An additional step might be needed if you are utilizing pre-commits. Our recommended pre-commit configuration is included in this repository.
We also enabled pre-commit bot across all BiocPy packages to automate and auto-fix code and documentation.
We use the furo theme across all packages for a unified look. Add furo to both docs/requirements.txt
and update the HTML theme to use furo (in docs/conf.py
).
In addition, we use sphinx-autodoc-typehints for a cleaner api documentation. Include this package in docs/requirements.txt
and add it as an extension in docs/conf.py
extensions = [
"sphinx.ext.autodoc",
"sphinx.ext.intersphinx",
"sphinx.ext.todo",
"sphinx.ext.autosummary",
"sphinx.ext.viewcode",
"sphinx.ext.coverage",
"sphinx.ext.doctest",
"sphinx.ext.ifconfig",
"sphinx.ext.mathjax",
"sphinx.ext.napoleon",
"sphinx_autodoc_typehints",
]
Something on our todo list is to explore quartodoc and/or Jupyter Book for documentation and tutorials (vignette-like reproducible tutorials).
Utilize intersphinx to link objects from other packages. For instance, to link to a pandas DataFrame object, one might simply specify :py:class:`~pandas.DataFrame` within their docstrings. While this is sometimes annoying, its helps developers and users recognizing and identifying the underlying data model or objects the documentation refers to.
Make sure to update the "intersphinx_mapping"
to external packages in docs/conf.py
.
Note that dunder methods of classes aren't automatically documented. Modify these defaults as needed in your docs/conf.py
:
autodoc_default_options = {
'special-members': True,
'undoc-members': False,
'exclude-members': '__weakref__, __dict__, __str__, __module__, __init__'
}
autosummary_generate = True
autosummary_imported_members = True
As the term suggests, these are "hints", only used to enhance the developer experience; they should not dictate how we write our code. For this reason, we prefer simple types in these hints, usually corresponding to base Python types with minimal nesting. For example, if a function is expected to operate on any arbitrary list, the basic list type hint should suffice.
def find_element(arr: list, query: int)
pass
If your function expects a list of strings,
from typing import List
def find_element(arr: List[str], query: str):
pass
If your function accepts multiple types as inputs,
from typing import Union
def find_element(arr: List[str], query: Union[int, str, slice]):
pass
There is no need to waste time constructing the most perfectly descriptive type for your arguments or return values; just use a simple hint with minimal nesting and put the details in the docstring instead.

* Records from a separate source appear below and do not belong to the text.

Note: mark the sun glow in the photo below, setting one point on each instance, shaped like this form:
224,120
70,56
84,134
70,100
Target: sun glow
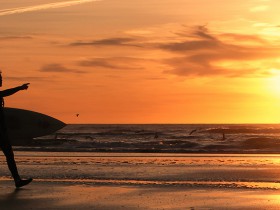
274,82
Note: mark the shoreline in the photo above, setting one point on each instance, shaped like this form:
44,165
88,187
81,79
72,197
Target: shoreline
145,181
70,196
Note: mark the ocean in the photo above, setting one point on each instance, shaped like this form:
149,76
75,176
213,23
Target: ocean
162,138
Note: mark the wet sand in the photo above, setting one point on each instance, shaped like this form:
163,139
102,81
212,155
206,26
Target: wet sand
143,181
55,195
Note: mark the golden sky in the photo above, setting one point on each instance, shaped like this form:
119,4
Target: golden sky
146,61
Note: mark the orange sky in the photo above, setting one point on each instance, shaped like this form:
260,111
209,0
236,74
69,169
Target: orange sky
148,61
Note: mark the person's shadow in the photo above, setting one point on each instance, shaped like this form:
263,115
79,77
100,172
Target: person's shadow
22,198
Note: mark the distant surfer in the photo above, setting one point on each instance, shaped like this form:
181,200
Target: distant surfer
5,143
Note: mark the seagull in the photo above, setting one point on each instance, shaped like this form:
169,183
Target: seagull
192,131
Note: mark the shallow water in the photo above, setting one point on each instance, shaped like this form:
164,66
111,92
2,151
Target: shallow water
162,139
149,169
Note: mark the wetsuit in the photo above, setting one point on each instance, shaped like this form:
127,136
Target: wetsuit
5,143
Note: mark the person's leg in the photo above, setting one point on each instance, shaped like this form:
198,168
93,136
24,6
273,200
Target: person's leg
9,154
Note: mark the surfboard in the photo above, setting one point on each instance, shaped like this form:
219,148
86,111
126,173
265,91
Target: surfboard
24,125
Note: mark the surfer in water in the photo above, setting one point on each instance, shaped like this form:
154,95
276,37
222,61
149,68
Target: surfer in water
5,143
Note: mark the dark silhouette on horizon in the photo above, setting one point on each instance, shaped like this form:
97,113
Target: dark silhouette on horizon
5,143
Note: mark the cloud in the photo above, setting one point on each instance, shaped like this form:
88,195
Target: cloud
15,37
206,55
43,7
118,63
25,79
54,67
260,8
119,41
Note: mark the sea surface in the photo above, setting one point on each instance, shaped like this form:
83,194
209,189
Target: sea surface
162,138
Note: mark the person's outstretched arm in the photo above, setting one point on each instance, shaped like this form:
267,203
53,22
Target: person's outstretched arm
12,91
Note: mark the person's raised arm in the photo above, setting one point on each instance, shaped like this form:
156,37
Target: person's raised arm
12,91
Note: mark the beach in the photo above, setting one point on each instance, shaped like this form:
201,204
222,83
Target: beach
142,181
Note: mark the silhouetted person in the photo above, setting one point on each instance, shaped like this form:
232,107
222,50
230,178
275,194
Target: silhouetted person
5,143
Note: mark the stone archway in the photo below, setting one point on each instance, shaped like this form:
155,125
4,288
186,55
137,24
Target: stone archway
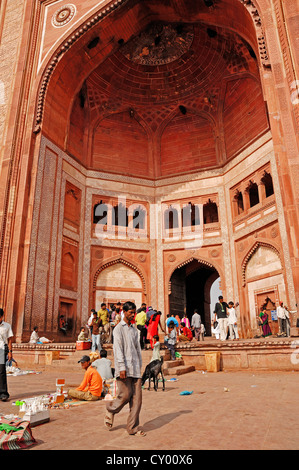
189,289
118,281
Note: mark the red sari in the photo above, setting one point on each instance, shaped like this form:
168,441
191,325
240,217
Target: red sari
152,328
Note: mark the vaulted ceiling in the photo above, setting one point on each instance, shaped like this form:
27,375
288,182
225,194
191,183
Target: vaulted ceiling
161,90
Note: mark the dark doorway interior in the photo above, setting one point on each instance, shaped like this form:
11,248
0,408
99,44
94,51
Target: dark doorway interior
190,289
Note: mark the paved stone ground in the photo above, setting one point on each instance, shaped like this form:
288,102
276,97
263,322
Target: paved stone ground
258,411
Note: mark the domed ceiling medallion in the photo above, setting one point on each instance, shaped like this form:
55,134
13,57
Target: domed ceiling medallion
159,44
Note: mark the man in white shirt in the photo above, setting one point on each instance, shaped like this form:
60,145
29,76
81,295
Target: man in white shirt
127,363
284,320
6,336
232,321
196,324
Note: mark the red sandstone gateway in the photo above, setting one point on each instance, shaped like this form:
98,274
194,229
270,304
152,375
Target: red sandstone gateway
189,104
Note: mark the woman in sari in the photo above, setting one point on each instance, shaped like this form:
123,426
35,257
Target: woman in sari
152,329
264,323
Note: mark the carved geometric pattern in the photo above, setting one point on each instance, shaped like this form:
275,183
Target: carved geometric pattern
251,252
116,261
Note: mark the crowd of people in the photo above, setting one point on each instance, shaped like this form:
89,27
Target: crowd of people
100,326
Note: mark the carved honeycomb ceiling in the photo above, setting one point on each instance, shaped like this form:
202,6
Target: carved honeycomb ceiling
169,64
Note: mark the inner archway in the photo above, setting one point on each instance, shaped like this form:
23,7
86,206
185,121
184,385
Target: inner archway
191,289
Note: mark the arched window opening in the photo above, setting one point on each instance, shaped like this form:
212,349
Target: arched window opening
268,183
239,201
139,215
171,218
120,216
190,215
210,212
253,194
100,213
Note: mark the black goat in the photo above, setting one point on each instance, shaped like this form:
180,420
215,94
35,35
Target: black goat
152,371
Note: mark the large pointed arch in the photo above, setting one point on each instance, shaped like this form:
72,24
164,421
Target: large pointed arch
251,252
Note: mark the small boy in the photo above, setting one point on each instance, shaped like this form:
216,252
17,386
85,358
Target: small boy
170,340
82,335
103,366
156,349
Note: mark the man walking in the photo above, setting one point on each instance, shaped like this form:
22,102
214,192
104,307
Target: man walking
6,336
284,319
127,363
196,324
221,313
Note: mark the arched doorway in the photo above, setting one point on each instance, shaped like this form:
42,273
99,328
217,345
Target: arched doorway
118,283
190,289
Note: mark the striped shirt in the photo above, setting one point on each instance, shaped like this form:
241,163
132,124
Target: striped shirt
126,350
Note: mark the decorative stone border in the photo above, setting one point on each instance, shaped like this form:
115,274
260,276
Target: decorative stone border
61,51
252,251
123,261
248,4
64,15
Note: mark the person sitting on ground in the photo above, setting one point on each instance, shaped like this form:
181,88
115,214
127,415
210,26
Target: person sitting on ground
170,339
156,349
35,339
103,366
91,387
185,333
173,319
82,335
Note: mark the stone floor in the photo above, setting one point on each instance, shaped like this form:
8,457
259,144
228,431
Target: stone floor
226,411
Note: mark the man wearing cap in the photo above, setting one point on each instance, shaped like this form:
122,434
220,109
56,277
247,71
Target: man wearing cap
6,336
127,362
92,384
222,314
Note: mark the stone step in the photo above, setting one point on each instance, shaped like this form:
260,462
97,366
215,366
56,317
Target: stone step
172,364
179,370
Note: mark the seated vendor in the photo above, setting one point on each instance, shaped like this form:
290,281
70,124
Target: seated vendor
82,335
35,339
91,386
103,366
185,333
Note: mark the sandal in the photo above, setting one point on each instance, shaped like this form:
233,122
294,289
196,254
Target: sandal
139,433
108,421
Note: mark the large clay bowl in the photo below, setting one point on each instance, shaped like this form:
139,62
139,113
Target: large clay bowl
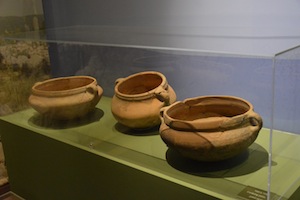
210,128
139,97
65,98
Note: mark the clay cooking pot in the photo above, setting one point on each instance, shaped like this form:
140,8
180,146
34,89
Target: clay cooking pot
210,128
139,97
65,97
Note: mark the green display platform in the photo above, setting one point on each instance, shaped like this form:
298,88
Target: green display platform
97,158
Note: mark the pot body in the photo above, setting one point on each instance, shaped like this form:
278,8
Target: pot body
210,128
138,99
65,98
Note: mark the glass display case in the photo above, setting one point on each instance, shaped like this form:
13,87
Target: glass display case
202,47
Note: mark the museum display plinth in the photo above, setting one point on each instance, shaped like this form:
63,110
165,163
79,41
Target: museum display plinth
97,157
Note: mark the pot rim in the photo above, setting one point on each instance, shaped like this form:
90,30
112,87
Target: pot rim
144,95
209,123
55,93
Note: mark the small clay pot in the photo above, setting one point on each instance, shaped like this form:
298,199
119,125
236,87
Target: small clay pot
210,128
65,98
139,97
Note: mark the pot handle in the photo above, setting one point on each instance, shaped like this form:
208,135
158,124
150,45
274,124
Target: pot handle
94,89
162,95
255,120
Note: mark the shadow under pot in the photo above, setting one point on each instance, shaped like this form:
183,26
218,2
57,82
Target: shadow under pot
65,98
139,97
210,128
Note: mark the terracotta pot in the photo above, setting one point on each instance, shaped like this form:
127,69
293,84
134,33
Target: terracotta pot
65,97
210,128
138,99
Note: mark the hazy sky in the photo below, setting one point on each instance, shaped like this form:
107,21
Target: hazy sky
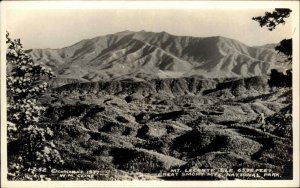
61,28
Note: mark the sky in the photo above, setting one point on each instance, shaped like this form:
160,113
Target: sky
49,28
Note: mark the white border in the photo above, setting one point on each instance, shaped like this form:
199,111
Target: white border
155,5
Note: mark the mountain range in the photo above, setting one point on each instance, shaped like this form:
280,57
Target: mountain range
149,55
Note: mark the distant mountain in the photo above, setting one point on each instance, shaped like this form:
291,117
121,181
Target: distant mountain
148,55
268,46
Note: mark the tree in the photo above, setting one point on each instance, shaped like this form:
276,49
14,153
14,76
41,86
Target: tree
31,151
271,20
285,48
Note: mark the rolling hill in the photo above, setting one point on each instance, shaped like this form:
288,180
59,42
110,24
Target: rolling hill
149,55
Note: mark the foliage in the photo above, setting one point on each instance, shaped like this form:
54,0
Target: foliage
271,20
35,153
278,79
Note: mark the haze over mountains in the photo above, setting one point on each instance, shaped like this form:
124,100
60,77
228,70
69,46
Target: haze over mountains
148,55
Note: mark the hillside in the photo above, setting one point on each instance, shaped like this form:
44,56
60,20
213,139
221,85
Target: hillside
149,55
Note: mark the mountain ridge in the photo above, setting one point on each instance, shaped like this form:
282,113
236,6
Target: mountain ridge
161,55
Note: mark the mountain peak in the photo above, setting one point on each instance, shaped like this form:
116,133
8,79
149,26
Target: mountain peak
144,54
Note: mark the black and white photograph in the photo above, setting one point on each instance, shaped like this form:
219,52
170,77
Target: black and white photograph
133,91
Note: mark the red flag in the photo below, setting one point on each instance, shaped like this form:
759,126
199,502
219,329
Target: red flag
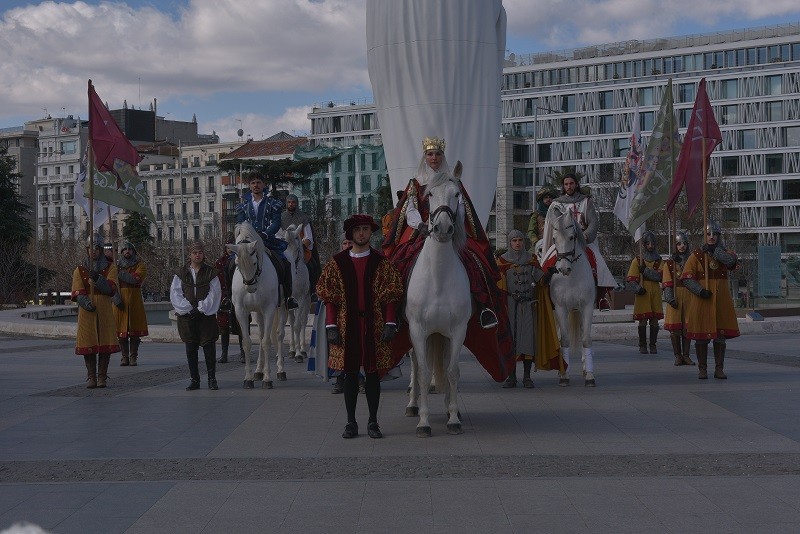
108,141
702,129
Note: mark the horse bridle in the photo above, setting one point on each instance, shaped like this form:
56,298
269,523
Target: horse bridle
443,208
570,256
254,279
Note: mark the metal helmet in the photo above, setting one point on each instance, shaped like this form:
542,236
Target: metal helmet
713,228
682,237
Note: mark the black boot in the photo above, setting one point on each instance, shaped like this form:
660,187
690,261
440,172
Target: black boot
642,338
653,338
719,361
702,360
675,338
225,341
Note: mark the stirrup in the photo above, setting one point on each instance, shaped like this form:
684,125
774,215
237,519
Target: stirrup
487,319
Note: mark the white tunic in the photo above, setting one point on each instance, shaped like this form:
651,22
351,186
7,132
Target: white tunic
436,70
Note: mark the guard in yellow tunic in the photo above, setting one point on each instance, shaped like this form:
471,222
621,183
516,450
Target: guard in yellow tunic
644,279
131,317
533,330
94,283
710,315
676,295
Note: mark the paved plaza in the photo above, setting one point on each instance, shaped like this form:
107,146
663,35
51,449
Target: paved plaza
651,449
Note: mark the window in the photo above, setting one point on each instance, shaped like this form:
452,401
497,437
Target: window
520,154
583,149
791,189
606,100
568,127
774,163
646,96
730,114
522,200
621,147
792,135
729,165
774,85
606,124
686,92
775,216
746,191
523,177
747,139
646,121
729,89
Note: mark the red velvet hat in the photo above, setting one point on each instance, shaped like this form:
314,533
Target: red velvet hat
357,220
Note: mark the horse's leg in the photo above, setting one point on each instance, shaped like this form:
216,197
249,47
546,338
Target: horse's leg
586,341
562,318
242,316
452,351
278,335
412,409
423,379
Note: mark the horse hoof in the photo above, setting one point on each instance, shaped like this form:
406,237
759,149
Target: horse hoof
454,428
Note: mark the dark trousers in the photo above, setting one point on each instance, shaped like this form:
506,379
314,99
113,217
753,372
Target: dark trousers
372,389
210,354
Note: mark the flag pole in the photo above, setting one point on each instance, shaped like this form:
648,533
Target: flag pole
705,205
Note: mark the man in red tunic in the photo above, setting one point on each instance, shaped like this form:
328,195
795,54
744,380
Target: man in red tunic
360,288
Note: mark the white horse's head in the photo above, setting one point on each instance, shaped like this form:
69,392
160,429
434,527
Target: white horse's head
446,221
567,237
249,250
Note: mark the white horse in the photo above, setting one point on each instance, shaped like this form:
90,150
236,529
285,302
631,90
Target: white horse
572,291
298,318
255,291
438,303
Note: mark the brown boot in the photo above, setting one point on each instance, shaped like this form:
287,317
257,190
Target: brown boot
123,344
653,338
675,337
135,342
702,360
91,368
719,361
642,339
685,354
102,369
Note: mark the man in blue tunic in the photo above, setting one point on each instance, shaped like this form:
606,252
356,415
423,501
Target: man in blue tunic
264,213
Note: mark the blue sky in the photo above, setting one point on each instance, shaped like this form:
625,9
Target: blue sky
266,62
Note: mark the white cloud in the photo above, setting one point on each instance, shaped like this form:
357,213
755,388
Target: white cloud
293,121
213,46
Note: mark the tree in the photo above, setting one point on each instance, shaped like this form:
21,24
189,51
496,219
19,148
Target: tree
137,231
17,276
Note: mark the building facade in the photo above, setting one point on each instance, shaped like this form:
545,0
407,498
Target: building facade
574,108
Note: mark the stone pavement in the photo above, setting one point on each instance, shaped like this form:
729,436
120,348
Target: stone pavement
650,449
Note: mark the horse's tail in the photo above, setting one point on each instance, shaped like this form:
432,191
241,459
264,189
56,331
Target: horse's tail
575,331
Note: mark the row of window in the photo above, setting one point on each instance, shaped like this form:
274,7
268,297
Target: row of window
635,68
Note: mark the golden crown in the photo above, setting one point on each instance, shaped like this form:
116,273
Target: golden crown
432,143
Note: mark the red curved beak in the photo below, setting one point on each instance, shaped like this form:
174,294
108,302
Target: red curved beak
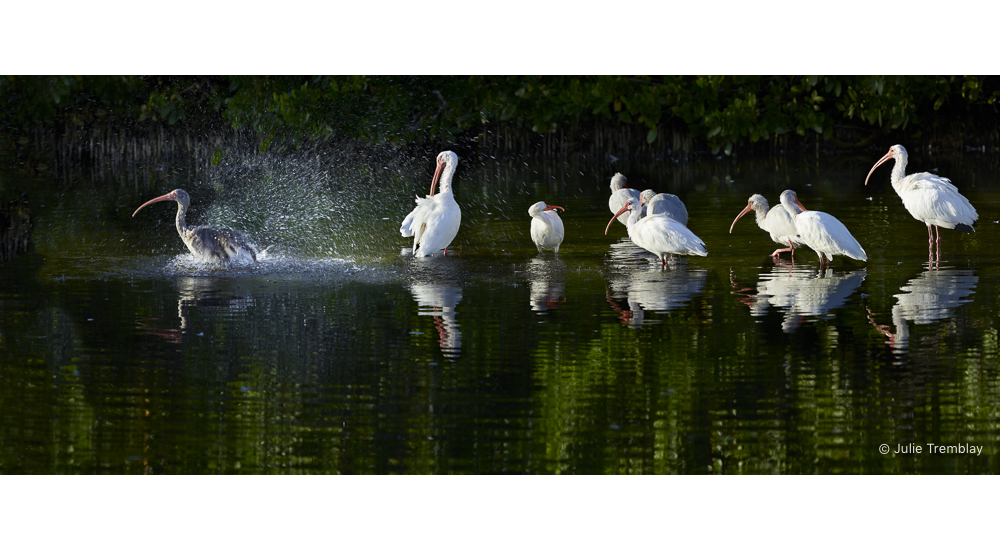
745,210
615,217
879,163
437,174
168,197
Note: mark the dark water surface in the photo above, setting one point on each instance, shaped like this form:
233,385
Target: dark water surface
338,353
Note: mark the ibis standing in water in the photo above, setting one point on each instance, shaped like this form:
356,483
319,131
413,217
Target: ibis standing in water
659,233
203,241
434,223
928,198
820,231
776,221
546,228
620,194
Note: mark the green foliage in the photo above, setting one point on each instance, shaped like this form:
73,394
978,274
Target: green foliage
285,111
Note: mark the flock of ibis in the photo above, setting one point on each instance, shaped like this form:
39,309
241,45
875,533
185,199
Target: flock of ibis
656,222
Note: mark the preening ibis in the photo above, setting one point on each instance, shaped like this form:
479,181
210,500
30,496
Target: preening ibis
659,234
820,231
663,203
546,228
776,221
620,193
203,241
434,223
930,199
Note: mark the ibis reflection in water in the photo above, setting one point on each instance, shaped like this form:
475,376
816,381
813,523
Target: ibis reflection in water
801,293
205,242
931,296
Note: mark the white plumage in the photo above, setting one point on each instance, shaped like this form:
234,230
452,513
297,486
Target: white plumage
620,193
776,221
546,228
930,199
663,203
821,232
660,234
434,223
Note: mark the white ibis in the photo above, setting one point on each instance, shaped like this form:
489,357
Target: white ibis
546,228
928,198
663,203
776,221
821,232
203,241
620,193
659,234
434,223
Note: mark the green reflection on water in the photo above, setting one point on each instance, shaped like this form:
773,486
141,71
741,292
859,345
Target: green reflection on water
341,356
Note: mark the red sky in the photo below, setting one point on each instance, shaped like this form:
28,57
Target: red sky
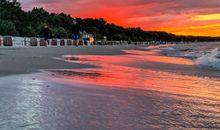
185,17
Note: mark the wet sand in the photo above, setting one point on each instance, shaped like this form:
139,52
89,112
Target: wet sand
103,88
26,60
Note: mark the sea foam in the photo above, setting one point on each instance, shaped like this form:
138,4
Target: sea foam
211,59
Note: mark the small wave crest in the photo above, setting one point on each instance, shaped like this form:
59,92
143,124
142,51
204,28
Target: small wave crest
211,59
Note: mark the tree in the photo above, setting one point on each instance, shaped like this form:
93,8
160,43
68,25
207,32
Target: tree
7,28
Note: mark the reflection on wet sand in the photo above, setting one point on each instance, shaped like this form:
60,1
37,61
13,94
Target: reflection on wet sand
115,73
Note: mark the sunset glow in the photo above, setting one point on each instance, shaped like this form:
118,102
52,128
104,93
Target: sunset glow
185,17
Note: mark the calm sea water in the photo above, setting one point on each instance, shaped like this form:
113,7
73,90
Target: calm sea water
156,87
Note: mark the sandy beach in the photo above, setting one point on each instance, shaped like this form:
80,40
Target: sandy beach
26,60
106,88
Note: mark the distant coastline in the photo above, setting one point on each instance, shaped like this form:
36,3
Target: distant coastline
17,22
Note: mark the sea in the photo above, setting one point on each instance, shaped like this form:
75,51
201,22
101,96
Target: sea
172,86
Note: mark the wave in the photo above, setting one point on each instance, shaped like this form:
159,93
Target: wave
211,59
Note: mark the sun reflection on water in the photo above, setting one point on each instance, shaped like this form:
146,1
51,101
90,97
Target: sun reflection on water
115,73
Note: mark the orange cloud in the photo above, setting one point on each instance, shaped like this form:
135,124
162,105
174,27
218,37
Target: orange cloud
184,17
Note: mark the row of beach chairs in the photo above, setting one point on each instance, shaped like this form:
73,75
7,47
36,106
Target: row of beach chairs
9,41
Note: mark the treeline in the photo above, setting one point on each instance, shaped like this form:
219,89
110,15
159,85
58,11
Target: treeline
17,22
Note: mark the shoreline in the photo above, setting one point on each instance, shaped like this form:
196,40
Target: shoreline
30,59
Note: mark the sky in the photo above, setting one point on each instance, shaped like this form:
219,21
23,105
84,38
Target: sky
181,17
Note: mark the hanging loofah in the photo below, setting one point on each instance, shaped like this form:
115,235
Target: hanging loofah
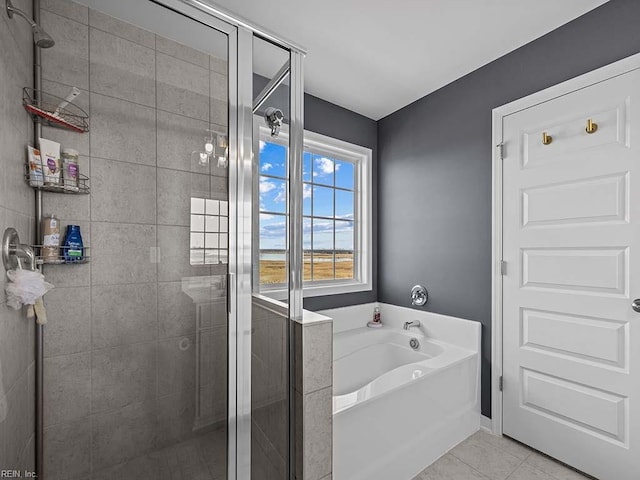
25,287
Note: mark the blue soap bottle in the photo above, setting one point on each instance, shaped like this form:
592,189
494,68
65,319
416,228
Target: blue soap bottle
73,248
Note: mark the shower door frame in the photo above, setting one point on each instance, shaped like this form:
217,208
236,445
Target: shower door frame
240,34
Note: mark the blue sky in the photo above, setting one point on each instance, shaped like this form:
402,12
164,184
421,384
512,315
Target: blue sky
323,172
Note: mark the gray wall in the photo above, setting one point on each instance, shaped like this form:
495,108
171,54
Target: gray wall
435,167
331,120
16,210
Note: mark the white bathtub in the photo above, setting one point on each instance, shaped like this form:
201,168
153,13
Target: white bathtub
396,409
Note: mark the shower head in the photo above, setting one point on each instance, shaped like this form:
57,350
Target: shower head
274,118
41,38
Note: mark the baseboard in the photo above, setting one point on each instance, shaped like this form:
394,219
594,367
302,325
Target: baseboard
486,424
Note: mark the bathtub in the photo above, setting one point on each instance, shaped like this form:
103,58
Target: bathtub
397,409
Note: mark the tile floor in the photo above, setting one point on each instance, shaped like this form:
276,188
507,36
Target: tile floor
486,457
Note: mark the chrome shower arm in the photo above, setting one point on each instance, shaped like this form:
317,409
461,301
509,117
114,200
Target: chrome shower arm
11,10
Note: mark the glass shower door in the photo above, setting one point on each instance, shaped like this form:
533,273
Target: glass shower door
136,349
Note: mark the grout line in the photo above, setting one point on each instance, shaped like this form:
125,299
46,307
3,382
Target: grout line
157,248
91,383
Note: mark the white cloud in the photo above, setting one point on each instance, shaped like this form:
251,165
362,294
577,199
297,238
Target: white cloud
282,194
325,166
266,186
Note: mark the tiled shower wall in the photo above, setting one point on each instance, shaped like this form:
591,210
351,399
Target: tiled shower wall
16,210
124,345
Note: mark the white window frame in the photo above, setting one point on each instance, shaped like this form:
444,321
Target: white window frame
363,247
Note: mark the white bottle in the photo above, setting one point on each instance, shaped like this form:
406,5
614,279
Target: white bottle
70,171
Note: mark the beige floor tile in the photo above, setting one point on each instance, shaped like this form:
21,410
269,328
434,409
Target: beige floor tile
504,443
449,467
487,459
527,472
553,468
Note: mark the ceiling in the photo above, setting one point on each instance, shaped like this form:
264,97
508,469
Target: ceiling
374,57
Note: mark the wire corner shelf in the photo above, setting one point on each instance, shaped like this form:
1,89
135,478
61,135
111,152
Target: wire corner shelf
54,111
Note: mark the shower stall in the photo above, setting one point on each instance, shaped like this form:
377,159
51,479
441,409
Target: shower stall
163,357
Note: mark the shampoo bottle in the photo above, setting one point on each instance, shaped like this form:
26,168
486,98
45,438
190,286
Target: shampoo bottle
51,239
73,248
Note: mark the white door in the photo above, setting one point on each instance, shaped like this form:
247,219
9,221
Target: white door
571,225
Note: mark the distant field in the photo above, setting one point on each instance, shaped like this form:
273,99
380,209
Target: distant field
273,271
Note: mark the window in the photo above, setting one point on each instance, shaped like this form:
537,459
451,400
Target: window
336,214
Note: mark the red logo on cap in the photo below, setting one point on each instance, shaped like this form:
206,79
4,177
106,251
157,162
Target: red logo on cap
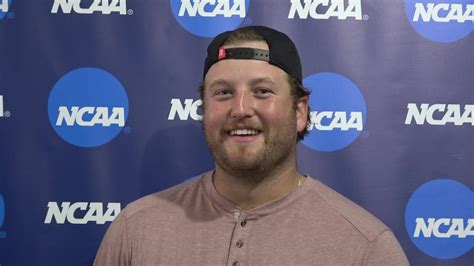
221,53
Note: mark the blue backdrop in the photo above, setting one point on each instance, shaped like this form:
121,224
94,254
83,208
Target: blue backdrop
99,106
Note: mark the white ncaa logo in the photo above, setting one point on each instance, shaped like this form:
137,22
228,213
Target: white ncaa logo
103,6
325,9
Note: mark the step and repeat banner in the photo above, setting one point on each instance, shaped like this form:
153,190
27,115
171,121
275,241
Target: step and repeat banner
99,106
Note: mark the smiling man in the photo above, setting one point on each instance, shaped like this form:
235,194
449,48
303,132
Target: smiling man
254,208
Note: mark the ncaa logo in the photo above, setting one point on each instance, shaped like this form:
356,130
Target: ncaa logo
2,216
207,18
88,107
4,7
338,112
441,21
439,218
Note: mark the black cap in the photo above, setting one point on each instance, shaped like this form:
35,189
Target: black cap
282,51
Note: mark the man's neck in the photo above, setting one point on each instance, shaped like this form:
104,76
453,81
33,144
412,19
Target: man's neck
248,195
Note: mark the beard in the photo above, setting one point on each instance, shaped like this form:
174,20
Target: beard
249,163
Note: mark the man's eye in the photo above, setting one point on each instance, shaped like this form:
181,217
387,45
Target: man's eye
262,91
223,92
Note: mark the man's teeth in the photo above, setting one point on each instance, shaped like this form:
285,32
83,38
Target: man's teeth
243,132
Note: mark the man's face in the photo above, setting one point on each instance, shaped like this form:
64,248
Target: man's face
249,120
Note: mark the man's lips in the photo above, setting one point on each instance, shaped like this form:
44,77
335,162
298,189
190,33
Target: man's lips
244,132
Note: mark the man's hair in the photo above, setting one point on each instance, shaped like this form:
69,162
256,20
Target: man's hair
297,90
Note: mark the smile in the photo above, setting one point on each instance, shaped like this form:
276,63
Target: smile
244,132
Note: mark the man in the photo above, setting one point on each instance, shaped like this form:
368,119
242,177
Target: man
254,208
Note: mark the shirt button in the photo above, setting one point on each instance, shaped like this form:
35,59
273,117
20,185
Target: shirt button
237,215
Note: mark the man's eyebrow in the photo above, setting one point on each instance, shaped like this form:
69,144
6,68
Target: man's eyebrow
219,82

For most packages, the included GitHub workflows should suffice for most scenarios as long as you follow the instructions in this document. You might need to set up twine to publish packages to PyPI.
If you are developing packages interfacing with C/C++ libraries and require building multiple wheels, refer to our GitHub workflows in scranpy. While we currently use cibuildwheel (and its very slow), we are trying to speed up this workflow.
Your contributions and packages are valuable to BiocPy, and we hope this guide helps set guidelines and standards. Thank you for being a part of our developer community and more importantly have fun!